Machine Learning Models Controller App

This project was completed during a 2023 summer internship with Nokia Bell Labs as a UX Designer-Developer. Throughout the summer, I designed and implemented the UX for an Android mobile application which allows users to control machine learning models which will run on an external hardware device. The ML models may detect various substances and issues warnings to the user if a threshold has been crossed. The team and I conceptualized an application similar to a music-player app, which I prototyped in Figma, adhering to standards set by the Nokia Pure Design System. I also acted as front-end developer for the project. I wrote custom Kotlin code to govern the interactions available to users, as well as experimented with using a Figma and Android Studios plugin in Alpha, Relay, to directly bring some of my Figma-designed components into Kotlin code so I could integrate them with the project.

A large part of the design process focused on iteration to fit the needs of the application. Users could organize ML models into lists to be run in different scenarios, similar to a music playlist. However, there were some needs that a music player wouldn’t have, like prioritizing which model should run the most often when a hardware device didn’t have the space to run all at once. Here are some iterations on the design for the UX for prioritizing one model to run more often by default than the others in the list.

In the library section of the app, the user can create playlists of ML models. They can sort by recently played, alphabetical, and duration, as well as filter by what substances the models in each playlist can detect.

In the market page of the app, users can search for models from a database to save and add to playlists. They can find more details about each model and run them directly from the marketplace.

Unlike a music playlist, we can’t assume that only one model will play at a time. We also need to report data to the user about historical data and if a substance detected is over its threshold. We needed a way to convey which models are playing, which have been recently played, and their statuses respective to their thresholds or if data has not yet begun flowing.

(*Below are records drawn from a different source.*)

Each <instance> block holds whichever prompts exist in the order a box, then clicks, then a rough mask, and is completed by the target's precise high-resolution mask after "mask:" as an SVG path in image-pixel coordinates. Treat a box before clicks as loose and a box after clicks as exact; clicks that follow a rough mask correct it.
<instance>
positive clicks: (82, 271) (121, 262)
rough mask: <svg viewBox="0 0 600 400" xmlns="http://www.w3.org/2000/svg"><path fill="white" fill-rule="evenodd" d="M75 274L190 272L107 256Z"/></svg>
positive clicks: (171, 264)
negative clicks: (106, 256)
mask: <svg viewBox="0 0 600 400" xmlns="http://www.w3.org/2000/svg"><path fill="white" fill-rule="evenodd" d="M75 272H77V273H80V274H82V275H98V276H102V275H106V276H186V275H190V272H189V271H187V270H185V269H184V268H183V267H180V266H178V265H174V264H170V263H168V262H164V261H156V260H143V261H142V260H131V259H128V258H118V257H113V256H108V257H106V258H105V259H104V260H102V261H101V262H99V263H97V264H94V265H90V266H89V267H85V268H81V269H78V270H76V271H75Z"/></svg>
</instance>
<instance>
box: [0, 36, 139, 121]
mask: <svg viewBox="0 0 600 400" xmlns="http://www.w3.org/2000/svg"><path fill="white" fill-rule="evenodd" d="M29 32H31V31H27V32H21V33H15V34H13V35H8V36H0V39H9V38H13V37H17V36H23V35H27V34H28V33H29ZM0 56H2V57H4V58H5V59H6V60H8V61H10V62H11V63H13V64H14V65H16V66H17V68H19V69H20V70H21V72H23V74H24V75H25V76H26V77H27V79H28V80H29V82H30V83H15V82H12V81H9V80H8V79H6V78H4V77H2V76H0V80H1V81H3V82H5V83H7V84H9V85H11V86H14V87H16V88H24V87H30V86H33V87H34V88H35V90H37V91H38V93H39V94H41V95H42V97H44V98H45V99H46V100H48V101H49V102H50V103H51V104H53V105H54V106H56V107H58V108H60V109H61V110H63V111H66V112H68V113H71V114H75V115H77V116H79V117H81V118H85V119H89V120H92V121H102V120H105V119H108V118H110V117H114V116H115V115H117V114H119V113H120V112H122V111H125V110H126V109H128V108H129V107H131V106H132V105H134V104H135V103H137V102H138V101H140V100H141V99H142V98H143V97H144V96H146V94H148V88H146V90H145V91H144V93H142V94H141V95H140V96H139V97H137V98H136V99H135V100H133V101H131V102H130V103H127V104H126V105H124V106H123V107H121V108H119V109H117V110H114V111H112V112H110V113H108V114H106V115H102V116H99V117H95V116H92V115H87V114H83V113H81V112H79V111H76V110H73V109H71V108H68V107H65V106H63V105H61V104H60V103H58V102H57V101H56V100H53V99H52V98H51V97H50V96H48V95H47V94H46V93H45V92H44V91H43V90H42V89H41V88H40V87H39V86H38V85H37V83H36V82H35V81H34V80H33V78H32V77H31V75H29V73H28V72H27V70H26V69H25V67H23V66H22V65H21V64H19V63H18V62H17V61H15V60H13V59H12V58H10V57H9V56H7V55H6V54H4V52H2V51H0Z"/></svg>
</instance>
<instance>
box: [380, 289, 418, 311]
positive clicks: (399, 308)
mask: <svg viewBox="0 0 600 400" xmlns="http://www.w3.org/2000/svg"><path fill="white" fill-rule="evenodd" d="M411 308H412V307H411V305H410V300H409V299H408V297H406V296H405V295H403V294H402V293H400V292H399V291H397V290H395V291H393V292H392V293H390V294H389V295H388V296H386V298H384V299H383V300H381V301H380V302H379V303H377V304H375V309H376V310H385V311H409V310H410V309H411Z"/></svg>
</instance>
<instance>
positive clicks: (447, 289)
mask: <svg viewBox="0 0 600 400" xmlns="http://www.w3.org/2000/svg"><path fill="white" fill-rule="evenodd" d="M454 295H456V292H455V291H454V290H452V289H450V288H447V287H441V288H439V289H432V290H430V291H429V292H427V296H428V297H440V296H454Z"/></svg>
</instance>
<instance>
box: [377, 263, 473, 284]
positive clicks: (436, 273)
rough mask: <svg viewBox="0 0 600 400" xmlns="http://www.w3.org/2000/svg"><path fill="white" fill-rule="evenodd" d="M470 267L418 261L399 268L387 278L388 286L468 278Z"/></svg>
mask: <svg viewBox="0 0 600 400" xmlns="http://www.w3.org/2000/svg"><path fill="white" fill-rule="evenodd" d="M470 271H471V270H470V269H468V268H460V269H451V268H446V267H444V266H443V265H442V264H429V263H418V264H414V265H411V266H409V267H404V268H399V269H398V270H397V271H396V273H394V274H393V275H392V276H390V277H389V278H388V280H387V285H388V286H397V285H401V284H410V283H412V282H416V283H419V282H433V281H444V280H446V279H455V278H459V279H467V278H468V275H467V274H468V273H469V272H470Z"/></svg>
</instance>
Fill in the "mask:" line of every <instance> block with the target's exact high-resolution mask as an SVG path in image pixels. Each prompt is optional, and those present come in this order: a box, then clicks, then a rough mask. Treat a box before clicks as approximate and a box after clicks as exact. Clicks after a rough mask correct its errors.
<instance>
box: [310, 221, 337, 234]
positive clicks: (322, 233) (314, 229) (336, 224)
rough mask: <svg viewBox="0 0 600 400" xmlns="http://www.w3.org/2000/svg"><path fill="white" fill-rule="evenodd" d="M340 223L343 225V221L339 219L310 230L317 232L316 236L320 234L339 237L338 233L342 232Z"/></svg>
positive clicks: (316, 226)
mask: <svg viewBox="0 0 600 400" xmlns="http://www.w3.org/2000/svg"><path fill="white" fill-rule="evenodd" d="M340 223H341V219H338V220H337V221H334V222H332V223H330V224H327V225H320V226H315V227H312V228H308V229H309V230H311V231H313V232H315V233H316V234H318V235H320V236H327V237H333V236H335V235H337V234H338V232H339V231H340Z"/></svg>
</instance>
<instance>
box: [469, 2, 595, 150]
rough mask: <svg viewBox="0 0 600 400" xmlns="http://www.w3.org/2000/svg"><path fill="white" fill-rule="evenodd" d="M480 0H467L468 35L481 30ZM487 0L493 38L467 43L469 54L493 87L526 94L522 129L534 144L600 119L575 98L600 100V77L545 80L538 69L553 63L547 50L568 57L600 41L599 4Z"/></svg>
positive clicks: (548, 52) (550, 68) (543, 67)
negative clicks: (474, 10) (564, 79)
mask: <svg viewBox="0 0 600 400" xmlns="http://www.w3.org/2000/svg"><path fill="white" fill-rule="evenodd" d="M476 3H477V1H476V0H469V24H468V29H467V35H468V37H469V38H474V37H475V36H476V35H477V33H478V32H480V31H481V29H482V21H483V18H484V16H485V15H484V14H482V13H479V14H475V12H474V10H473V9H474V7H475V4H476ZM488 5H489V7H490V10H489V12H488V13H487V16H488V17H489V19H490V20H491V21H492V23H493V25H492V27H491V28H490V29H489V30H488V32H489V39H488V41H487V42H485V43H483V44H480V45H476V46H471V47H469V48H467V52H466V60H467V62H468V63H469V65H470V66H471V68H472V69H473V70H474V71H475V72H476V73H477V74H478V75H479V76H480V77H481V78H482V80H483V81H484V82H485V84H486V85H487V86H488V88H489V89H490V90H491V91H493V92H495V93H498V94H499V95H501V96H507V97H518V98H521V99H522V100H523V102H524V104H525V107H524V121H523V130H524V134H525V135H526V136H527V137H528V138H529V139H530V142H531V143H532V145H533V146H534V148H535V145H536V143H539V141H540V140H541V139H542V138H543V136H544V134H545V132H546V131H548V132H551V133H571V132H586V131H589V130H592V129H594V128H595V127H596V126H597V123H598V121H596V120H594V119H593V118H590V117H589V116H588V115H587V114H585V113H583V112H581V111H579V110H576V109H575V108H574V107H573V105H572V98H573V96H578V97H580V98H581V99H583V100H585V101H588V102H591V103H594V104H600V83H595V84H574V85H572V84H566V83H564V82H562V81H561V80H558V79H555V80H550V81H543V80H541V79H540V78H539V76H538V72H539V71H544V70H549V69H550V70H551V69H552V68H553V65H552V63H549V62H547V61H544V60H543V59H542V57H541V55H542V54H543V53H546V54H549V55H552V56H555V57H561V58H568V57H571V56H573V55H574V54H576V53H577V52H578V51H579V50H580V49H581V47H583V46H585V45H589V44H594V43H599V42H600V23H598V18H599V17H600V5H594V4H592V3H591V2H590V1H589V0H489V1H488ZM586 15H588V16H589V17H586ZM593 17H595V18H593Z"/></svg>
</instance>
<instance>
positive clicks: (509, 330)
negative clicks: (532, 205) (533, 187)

The above image reflects the flow when a user creates a new playlist, gives it a name, adds models, and then removes one while in edit mode. All functionality shown in design images has also been implemented to create a fully functional Android App.

As a model plays, a user may tap on it to see a detailed view and live graph of current and historical data.

Each ML model can specify warning and critical thresholds for the substances they detect or data they return, and it was critical that we inform users when thresholds were crossed. I designed and implemented both in app notification screens and notifications that appear in the Android device notification curtain. I also designed and implemented a settings page for the app.